/FractalExplorationImitationLearning

Using the fragile framework as a memory explorer to train a neural network in Atari games

Primary LanguageJupyter NotebookGNU General Public License v3.0GPL-3.0

Fractal Exploration Imitation Learning

Using the fragile framework as a memory explorer to train a neural network in Atari games

In this a tutorial we explain how to use the fragile framework as an explorer runner useful to memorize high quality memory reply status in order to train a neural network in the OpenAI gym library. It covers how to instantiate all the training process using any Python Jupyter simply running all the cells.

This code has been designed and tested using the Google Colab environment: https://colab.research.google.com/

You should visit and understand before continuing the getting started tutorial

The main point

The main point after using here the fragile framework is the possibility of training a neural network model in any OpenAI Gym game without the necesity of using a huge random memory reply pack and neither the use of a suplementary target network as usually done in the DQN (Deep Q Learning) reinforcement learning technics.

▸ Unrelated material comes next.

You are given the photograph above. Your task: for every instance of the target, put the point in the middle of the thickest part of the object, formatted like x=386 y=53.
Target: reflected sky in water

With the use of the fragile framework we can direclty generate useful and "small" memory reply packs to use directly in the fit process of the model in a supervised learning way.

Note:

It's very important to understand that we don't use the reward of every step process. We use a imitation learning method where the model try to imitate what the best fragile framework walker inside the swarm made during its history tree.

Results

This algorithm is able to reach using only a few training runs (and a very small memory reply set) the average score reached by other RL methods like DQN using millions of training steps and a very big memory reply set.

The test was made using the game: SpaceInvaders

Human average: ~372

DDQN average: ~479 (128%)

Ours average: ~500

In the game Atlantis, our code reach the human average score in more or less 4 training runs: ~25000

Note:

There are even a lot of hyperparameters to play with in order to improve these results ;).